Le duo piano/clarinette est rare, sorti du classique (Brahms, Berg, Debussy…) à part Solal/Portal… ? À propos : le cor de basset ne concerne pas une maladie de petit chien, non, c’est une clarinette du XVIIIème en fa (une tierce en dessous de celle, classique, en la). On se souvient du duo Solal/Liebman (au soprano, à Bordeaux-Sauternes, en 2016, voir chronique dans ces colonnes) qui préfigurait la tension poétique exacerbée omniprésente sur cet enregistrement, véritable conversation à base de signaux, regards, harmonisations, indications, où chacun signe la moitié des compositions.

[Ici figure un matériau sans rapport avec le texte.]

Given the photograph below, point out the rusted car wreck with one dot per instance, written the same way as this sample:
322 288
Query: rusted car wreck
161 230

Un très beau livret illustre l’album, avec des textes indispensables, et de somptueuses photos de lieux, d’hommes et femmes en lutte, d’animaux libres, avec un commentaire en forme de ‘haïku’ :

Jamais de la même manière,

la lumière n’éclaire la rivière.

Ainsi, chaque note teinte l’ensemble de l’opus qui a sa vie propre. Qui de laisse découvrir différemment selon l’heure et l’humeur, du jour et de l’ennui vite évanoui à l’écoute des secrets que se racontent les musiciens dans l’intimité farouche de moments uniques, répétés mille fois afin que tous entendent, dans de furieux état d’âmes refusant l’évidente inutilité de diktats péremptoires autant que abusifs, hurlés dans la confidence d’un discours éclairé d’esprit convaincus de l’urgence du combat pour la liberté de tout et de tous !

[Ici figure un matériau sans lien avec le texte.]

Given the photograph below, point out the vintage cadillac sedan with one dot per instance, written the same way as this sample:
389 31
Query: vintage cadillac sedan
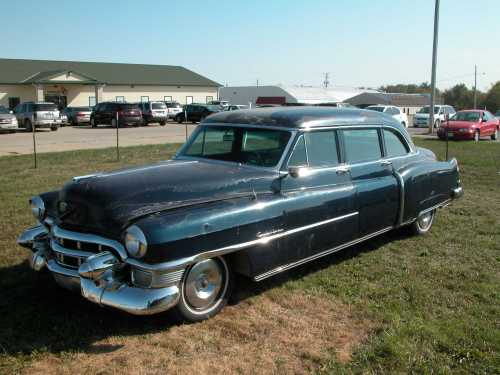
254 192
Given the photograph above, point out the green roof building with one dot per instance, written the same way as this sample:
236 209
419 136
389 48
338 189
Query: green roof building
74 83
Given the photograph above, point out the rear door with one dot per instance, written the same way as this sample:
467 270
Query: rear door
377 191
320 211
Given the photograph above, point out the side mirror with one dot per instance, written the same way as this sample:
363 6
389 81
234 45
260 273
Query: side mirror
298 171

Oui, ce sont des chansons de revendications, qui se jouent dans la rue, à l’air libre, des ‘rues de paris en avril 2023, ‘jusqu’au dernier souffle’ (lacrymocratie, quand la terre se soulève, un dimanche à Sainte-Saline, I can’t breathe). Chants sans limite ni frontière, qui traverses les steppes inexplorées, les rues encombrées, le temps passé, perdu et retrouvé, les musiques de tous les mondes, de tout le monde, à chantonner, à clamer, à vociférer, à sentir et ressentir, pour soi, à partager, pour tous. Les chansons se suivent sans se ressembler, de l’urgence à se rassembler à la méditation face à soi-même, animées de la même chaleur élégante, éclairées chacune d’un soleil porteur d’ombres mouvantes et colorées. Des relents d’airs de l’est, des syncopes pour les swings de boxe qui jazze, des ritournelles pour petits soldats sans plomb dans le crâne, des accélérations pour éparpiller les papillons nasés par une armée de filets létaux, une extrapolation dubitative sur la justesse de l’acte : et si… , avec l’assurance du bon sens, du bon droit, avec la vérification de la beauté du geste gratuit, précieux, volontaire et vrai. Des chansons qu’aurait aimé Léo, qu’auraient pu écrire Debussy avec le Duke sous le sourire complice d’Ornette. Un chanson sous la pluie, de suie, de lacrymo, de pleurs et de rage plein les yeux et le cœur. Chants de haine de l’injustice, d’amour de l’autre.

Chants de liberté (à) retrouvée(r)

À écouter, à bien re-écouter à l’éclairage de nouveaux instants qui révèlent des formes différentes, toujours surprenantes, jamais épuisées.